MILD SPOILERS 😉
1 Star
Reviewed by Introvert Reader
Kristin Hannah is a successful author of women’s fiction. It’s fortunate she found success in that genre because her romances I’ve encountered are–sad to say–lacking in excitement. When Lightning Strikes is a time travel romance that starts promisingly but takes a boring turn into snoozeville with its drawn-out plot. This should have been a category-length romance of 190 pages, not 400 pages long!
The Plot
The setup of When Lightning Strikes is rather intriguing. Alaina Costanza is a single mother and a romance writer living in the present day. Or whenever Geraldo Rivera had a daytime talk show, so maybe “modern era’ would be more appropriate. Our main character is a writer who has no life but her daughter. Now that her daughter is away at a summer camp, she’s got nothing to do but pop pills and drink herself silly.
Rather a dark setup, but appropriate for this emotionally overwrought book.
One night while typing at her computer, lightning strikes and ZAP! Alaina wakes up in totally new surroundings. She’s traveled back in time, not to the real Old West, but inside her own romance novel!
So if she’s in her created world, where is the hero? It turns out he’s an utter douchebag. In actuality, it’s the villain of Alaina’s book who’s the hero of this one.

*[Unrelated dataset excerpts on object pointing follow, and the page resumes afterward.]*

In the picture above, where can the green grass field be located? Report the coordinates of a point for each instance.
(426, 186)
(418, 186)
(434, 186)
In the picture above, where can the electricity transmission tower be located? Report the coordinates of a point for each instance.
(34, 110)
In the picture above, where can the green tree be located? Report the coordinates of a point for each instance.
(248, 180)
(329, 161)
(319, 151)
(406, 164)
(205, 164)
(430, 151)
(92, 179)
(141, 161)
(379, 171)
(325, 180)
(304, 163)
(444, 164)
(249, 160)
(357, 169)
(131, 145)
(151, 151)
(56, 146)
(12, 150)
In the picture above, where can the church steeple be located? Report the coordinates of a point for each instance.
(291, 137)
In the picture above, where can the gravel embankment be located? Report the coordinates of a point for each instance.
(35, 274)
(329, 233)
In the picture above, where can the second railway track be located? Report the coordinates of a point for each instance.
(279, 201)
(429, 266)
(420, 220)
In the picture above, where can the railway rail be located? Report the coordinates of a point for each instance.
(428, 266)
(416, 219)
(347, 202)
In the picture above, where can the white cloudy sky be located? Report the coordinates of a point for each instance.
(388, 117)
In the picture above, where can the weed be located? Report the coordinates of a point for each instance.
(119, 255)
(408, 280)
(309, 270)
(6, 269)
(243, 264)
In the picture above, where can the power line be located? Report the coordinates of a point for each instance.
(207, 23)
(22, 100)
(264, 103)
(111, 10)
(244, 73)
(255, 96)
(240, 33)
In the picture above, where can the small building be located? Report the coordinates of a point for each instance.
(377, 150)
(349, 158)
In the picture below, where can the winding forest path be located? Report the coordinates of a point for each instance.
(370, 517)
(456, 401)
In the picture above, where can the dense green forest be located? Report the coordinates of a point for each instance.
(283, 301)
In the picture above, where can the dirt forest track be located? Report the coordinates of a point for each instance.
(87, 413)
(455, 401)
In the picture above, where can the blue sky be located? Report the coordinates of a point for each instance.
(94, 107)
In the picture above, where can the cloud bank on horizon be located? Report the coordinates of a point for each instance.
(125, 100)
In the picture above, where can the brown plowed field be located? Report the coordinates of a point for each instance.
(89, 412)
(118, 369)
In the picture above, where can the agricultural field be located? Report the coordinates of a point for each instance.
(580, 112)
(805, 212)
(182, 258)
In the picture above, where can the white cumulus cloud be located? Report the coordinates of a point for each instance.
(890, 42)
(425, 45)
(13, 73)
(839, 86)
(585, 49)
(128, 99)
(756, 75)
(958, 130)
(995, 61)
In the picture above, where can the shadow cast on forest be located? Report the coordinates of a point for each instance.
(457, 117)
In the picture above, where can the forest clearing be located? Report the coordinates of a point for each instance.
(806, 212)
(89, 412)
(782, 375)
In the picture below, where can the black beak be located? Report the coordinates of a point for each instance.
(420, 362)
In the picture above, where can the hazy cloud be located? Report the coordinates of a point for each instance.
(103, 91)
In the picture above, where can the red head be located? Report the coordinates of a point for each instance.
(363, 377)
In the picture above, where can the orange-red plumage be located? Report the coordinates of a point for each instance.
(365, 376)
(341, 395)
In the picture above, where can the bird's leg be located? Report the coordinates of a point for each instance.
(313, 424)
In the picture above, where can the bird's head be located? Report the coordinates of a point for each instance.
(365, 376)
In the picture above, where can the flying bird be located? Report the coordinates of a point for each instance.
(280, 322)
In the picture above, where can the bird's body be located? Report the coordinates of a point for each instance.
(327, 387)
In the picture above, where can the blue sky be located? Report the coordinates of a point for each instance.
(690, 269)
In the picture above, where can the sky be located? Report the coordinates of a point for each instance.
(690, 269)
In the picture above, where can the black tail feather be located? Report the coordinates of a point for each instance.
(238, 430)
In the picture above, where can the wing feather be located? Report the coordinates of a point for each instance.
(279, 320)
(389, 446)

The entirety of When Lightning Strikes is Alaina getting kidnapped by the bad guy known only as Killian. They spend their time trying to outrun the “hero” who’s out to kill him. Alaina simply wants to get back home to her daughter. Still, she has a connection to Killian and finds herself fighting her feelings for him.
Fate has thrown them together for a reason. This would be fine if the book didn’t go on forever and ever blathering about what soul mates here were. There’s even a cliched magic woman of color who somehow has mystical insights into the heroine’s destiny and her relationship with Killian.
The narrative dies down in favor of navel-gazing and droning on about how Killian and Alaina are meant to be for chapters on end.
Will Killian meet his end at the hands of the hero? Will Alaina stay in the past with Killian or finally go home to be with her daughter? I didn’t care. But it all ends as happily as one can imagine.
Final Analysis of When Lightning Strikes
This could have been a decent book. Rather than being action-based and romance-based, it was bogged down by internal angst. Chapters went by where literally nothing happened.
It was a chore to finish. I’m sure Hannah has created better books than this. But–sorry to say–I never want to experience another romance as mind-numbing as When Lightning Strikes again.